Publiée le 17 mars 2025 par l’Informé, l’information est tombée : X.com (anciennement Twitter) a obtenu in extremis un sursis dans la procédure l’opposant à l’Agence France Presse (AFP) au sujet des « droits voisins ». Au cœur de ce bras de fer : la rémunération exigée par l’AFP pour l’exploitation de ses contenus (dépêches, photos, etc.) sur le réseau social. Retour sur les faits et sur la réglementation encadrant ces droits en France et en Europe.
Une affaire à rebondissements
D’après l’Informé, l’AFP, estimant que X.com ne lui avait pas transmis à temps les données permettant d’évaluer la valeur générée par la reprise de ses contenus, avait réclamé 266 000 euros d’astreintes pour compenser le retard. Le tribunal judiciaire de Paris, qui avait initialement ordonné à la plateforme de communiquer ces informations en juin 2024, a préféré repousser sa décision, laissant le soin aux deux parties de s’expliquer lors d’une nouvelle audience programmée mi-mai.
Juste avant la comparution, la société d’Elon Musk a finalement transmis un fichier qui recense notamment :
- Les audiences des tweets postés par l’AFP
- Les retweets et partages des contenus de l’agence
- Les revenus publicitaires générés en France sur ces publications
Aux yeux du juge des référés, ce geste tardif méritait un examen approfondi plutôt qu’une sanction immédiate. Si la plateforme échappe pour l’instant à la lourde pénalité, le dossier demeure ouvert et sera réétudié dans les semaines à venir.
Les droits voisins : un cadre européen récent
Ces démêlés s’inscrivent dans le sillage d’une directive européenne de 2019 sur le droit d’auteur, transposée en France fin 2019. Outre la protection des œuvres, ce texte crée un droit voisin pour les éditeurs et agences de presse, censé compenser la reprise de leurs articles, photos ou vidéos sur les plateformes numériques.

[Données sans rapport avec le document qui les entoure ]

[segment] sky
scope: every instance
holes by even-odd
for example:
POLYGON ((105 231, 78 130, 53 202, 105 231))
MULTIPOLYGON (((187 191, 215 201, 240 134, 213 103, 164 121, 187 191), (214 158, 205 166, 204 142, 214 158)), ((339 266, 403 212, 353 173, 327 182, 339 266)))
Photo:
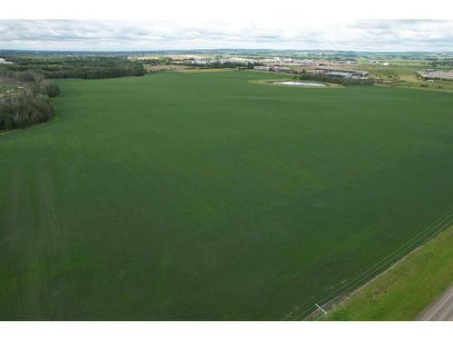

Cette mesure répond à la crainte que des géants du web profitent de la notoriété de médias sans rémunérer leurs productions.
En pratique, les éditeurs de presse et agences sont donc en droit d’exiger une rétribution lorsqu’un moteur de recherche, un réseau social ou un agrégateur diffuse ou référence leurs contenus. Pour les professionnels de l’information, ces ressources financières sont jugées indispensables à la pérennité d’un secteur en pleine mutation.
Une régulation complexe
Si l’enjeu est clair – garantir la juste part des revenus engendrés par la réutilisation des contenus –, sa mise en œuvre se heurte à plusieurs écueils :
Tout d’abord la quantification des gains. Il s’agit en effet de mesurer précisément l’apport financier d’une dépêche ou d’un article partagé sur une plateforme est un exercice difficile.
Dans le même temps, il est requis un minimum de transparence et pour cela, les plateformes et médias doivent collaborer pour échanger des données parfois sensibles (nombre de clics, revenus publicitaires, etc.).
Enfin, les différents États membres de l’Union européenne ont transposé la directive de 2019 à leur manière, ce qui complique les négociations avec des groupes présents dans plusieurs pays.
Dans le cas de l’AFP, l’agence ne réclame pas seulement une indemnisation forfaitaire : elle exige de connaître dans le détail l’ampleur de la diffusion de ses contenus, afin d’évaluer son manque à gagner.
Des tensions accrues outre-Atlantique
l’Informé rappelle également que d’autres médias français (Le Monde, Le Figaro, etc.) ont attaqué X.com pour les mêmes motifs. De plus, le climat se crispe aux États-Unis, où la conseillère Kari Lake – proche de Donald Trump – aurait décidé d’annuler certains abonnements auprès de grandes agences, dont l’AFP. Dans ce contexte, l’issue du litige entre la plateforme d’Elon Musk et l’agence de presse française sera particulièrement scrutée, tant par les éditeurs de presse que par les régulateurs nationaux et européens.
Une suite judiciaire à surveiller de près
Si X.com a pu éviter pour l’instant de s’acquitter des astreintes, l’issue finale demeure incertaine. D’un côté, l’AFP insiste sur l’urgence à obtenir une rémunération conforme à la directive européenne. De l’autre, la plateforme défend sa démarche, arguant qu’elle a toujours agi de bonne foi.
Au-delà de ce duel, ce sont les principes de la « juste rémunération » et de la répartition de la valeur dans l’écosystème numérique qui sont en question. Le prochain rendez-vous au tribunal, prévu mi-mai, sera donc décisif : il pourrait affiner la doctrine française – et peut-être européenne – sur ces droits voisins, encore jeunes mais déjà fortement contestés par les géants du web.